Info-tech

Tech Mahindra confident despite 20% profit drop

Our bureau Mumbai | Updated on January 24, 2018 Published on January 30, 2015


IT solutions company Tech Mahindra has reported a 20 per cent fall in net profit for the third quarter ended December 31, 2014. This decline must be seen in the context of exceptional gains related to taxes and past provisions recorded in the comparable year ago period by the company.

The company’s net profit in Q3 stood at Rs 805.3 crore as against Rs 1010 crore in the corresponding quarter a year ago.

Revenue went up by 17.4 per cent to Rs 5751.7 crore (Rs 4898.5 crore)

For the quarter ended December 31, 2014, Tech Mahindra had reported an exceptional gain of Rs 120 crore, representing a write back of the estimated excess provision for contingencies provided in an earlier year by erstwhile Satyam.

Moreover, the company had recorded a tax writeback of Rs 226.6 crore in order to protect itself from various taxation disputes related to Satyam. The provision for taxation in December 2014 quarter was almost ten times higher to Rs 251.2 crore (Rs 26.4 crore). Mahindra Satyam merged with Tech Mahindra last year.

On a year-on year basis, Tech Mahindra’s net profit went up by 12 per cent.

The company management expects to sustain this momentum going forward. “The good news is that all major geographies did well in the quarter gone by. We are seeing strong traction in the US and Europe,” said CP Gurnani, Chief Executive Officer of the company.

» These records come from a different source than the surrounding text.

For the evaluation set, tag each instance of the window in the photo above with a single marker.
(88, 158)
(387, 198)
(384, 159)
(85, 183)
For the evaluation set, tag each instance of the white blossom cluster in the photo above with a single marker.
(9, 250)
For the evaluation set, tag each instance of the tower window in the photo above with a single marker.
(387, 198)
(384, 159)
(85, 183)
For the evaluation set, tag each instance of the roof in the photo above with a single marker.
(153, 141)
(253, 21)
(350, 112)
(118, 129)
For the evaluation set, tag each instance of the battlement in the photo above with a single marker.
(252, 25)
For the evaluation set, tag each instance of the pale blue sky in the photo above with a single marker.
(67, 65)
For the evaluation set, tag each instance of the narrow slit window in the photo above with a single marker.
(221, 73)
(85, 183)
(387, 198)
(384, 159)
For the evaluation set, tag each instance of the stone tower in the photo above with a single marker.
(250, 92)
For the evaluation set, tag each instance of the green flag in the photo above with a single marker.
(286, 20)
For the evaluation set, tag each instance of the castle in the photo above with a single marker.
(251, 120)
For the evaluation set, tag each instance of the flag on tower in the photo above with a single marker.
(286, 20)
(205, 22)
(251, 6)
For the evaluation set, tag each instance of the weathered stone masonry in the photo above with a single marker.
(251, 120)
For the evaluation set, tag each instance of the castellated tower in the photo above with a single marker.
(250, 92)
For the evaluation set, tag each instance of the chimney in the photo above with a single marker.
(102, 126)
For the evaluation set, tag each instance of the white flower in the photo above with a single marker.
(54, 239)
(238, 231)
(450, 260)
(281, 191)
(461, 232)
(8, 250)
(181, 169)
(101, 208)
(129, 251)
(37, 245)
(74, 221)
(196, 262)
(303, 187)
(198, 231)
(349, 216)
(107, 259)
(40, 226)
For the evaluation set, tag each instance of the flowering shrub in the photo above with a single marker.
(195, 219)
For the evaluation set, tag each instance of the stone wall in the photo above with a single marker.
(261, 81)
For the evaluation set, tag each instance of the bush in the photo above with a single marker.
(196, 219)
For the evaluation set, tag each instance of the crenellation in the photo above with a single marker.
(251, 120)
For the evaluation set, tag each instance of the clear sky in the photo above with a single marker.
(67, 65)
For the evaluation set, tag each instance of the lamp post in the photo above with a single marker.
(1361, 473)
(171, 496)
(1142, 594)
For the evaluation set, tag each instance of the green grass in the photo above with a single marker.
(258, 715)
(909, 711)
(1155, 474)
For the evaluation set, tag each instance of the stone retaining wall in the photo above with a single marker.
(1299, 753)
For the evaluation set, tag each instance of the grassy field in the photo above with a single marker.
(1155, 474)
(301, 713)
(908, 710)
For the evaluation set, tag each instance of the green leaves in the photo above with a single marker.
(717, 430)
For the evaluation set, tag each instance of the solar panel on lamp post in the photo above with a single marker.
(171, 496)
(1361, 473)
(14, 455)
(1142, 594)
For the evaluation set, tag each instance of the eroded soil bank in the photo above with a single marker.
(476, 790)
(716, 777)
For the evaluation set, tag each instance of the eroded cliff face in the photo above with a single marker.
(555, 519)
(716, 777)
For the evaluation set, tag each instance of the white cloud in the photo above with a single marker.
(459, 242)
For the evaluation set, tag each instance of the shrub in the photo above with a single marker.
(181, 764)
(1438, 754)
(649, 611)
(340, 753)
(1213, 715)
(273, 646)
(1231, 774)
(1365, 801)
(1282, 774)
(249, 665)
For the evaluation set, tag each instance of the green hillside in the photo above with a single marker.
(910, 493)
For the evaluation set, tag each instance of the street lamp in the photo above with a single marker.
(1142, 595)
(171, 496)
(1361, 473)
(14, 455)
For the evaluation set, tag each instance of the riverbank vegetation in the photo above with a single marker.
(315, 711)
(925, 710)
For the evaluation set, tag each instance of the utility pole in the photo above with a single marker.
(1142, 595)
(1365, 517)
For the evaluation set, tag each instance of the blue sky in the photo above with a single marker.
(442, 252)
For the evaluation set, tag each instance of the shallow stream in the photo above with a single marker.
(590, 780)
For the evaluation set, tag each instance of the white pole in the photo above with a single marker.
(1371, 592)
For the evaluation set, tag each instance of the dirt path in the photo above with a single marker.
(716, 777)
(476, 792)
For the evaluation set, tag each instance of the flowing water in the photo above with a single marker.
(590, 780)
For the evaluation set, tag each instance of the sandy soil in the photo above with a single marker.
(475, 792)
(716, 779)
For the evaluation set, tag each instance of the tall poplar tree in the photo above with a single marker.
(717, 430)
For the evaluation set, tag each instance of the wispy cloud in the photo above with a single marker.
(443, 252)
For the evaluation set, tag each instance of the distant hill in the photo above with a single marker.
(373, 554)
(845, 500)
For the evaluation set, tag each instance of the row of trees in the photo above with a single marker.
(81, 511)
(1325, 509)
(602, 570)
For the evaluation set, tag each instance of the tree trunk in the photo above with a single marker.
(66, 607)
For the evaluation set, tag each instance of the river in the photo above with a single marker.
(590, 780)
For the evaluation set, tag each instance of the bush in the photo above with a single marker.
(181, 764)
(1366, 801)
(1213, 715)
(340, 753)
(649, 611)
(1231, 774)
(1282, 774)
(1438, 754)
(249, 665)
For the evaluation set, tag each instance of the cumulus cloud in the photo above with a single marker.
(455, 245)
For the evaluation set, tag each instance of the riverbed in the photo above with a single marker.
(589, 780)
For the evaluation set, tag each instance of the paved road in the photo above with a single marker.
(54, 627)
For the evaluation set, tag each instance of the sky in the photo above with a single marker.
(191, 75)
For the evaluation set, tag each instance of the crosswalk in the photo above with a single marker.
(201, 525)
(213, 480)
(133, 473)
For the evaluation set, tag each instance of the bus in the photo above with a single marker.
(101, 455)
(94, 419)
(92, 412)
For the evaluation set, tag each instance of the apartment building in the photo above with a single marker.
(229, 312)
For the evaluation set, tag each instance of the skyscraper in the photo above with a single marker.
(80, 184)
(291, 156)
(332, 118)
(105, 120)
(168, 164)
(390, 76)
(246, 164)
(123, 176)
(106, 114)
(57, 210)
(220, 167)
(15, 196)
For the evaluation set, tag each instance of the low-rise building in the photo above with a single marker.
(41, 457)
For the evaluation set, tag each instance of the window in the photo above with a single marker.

The third quarter is generally a weak quarter for software companies due to factors such as fewer working days, broad-based furloughs (a furlough is a temporary leave of some employees due to special needs of a company) across industries and lower project based spending by clients. All indications are that Q4 may be a better quarter for the Mumbai-based IT company.

In line with the commentary from other frontline IT services firms, Tech Mahindra said that digital transformation will be a key theme for growth in calendar 2015.

Taking cues from rivals Infosys and HCL Technologies, Tech Mahindra has decided to give one bonus share for every share held in the company. The company has also decided to split its shares in the ratio of 2:1. This means, after accounting for the bonus issue and stock split, an investor who holds one share of Tech Mahindra will not get three additional shares of Rs 5 face value

Shares of Tech Mahindra were down by 0.83 per cent to close at Rs 2878.3 on the Bombay Stock Exchange today.